After: Interactive Graph Showing Highlighted Labels only

visNetwork(GAStech_nodes, GAStech_edges_aggregated) %>%
  visIgraphLayout(layout = "layout_with_fr") %>%
  visOptions(highlightNearest = list(enabled = TRUE, 
                                     labelOnly=FALSE), 
             nodesIdSelection=TRUE) 

Task 2 Part 2: Identify three aspects of the graph visualisation in Section 7.4 that can be improved.

Based on the graph plotted in part 1, the following aspects should be improved :

1. Network The graph in general looks disorganised and unncessarily complicated, it makes it diffcult for the readers to study the links between the nodes.

2. Nodes Unable to identify what each node represents as there are no labels indicating either name or group. Also, some of the nodes cannot be seen as they share the same colour as its edges.

3. Edges Unable to derive the frequency of emails sent in the network as all edges used the same weight

Task 2 Part 4: Using appropriate visNetwork functions, plot the alternative design.

GAStech_nodes <- GAStech_nodes %>%
  mutate(label = str_replace(label,"[[:punct:]]"," ")) %>%
  rename(title = Title) %>%
  mutate(title = paste("Title: ", title))

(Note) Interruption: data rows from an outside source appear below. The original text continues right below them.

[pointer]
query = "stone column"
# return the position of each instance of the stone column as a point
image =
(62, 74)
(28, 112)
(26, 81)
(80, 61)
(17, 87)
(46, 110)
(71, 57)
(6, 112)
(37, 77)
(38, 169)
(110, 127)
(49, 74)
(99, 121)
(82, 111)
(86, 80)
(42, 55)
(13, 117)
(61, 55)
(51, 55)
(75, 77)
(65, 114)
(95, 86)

GAStech_edges_aggregated <- GAStech_edges_aggregated %>%
  mutate(label = paste(weight))
  
visNetwork(GAStech_nodes, GAStech_edges_aggregated, main = "GASTech Email's Network Graph") %>%
  visIgraphLayout(layout = "layout_with_fr") %>%
  visEdges(selectionWidth=7, arrows = "to") %>%
  visOptions(highlightNearest = list(enabled = TRUE, labelOnly=FALSE), 
             nodesIdSelection=TRUE, selectedBy = "group",
             width='100%',
             height='100%') %>%
  visInteraction(tooltipDelay = 0, 
                 tooltipStay = 60,
                 tooltipStyle='position: fixed;visibility:hidden;padding: 1px;font-size:12px;background-color: white;') %>%
  visNodes(font = list(size = 30), shape='ellipse') %>%
  visLegend(main = "Department", position='right', width=0.15)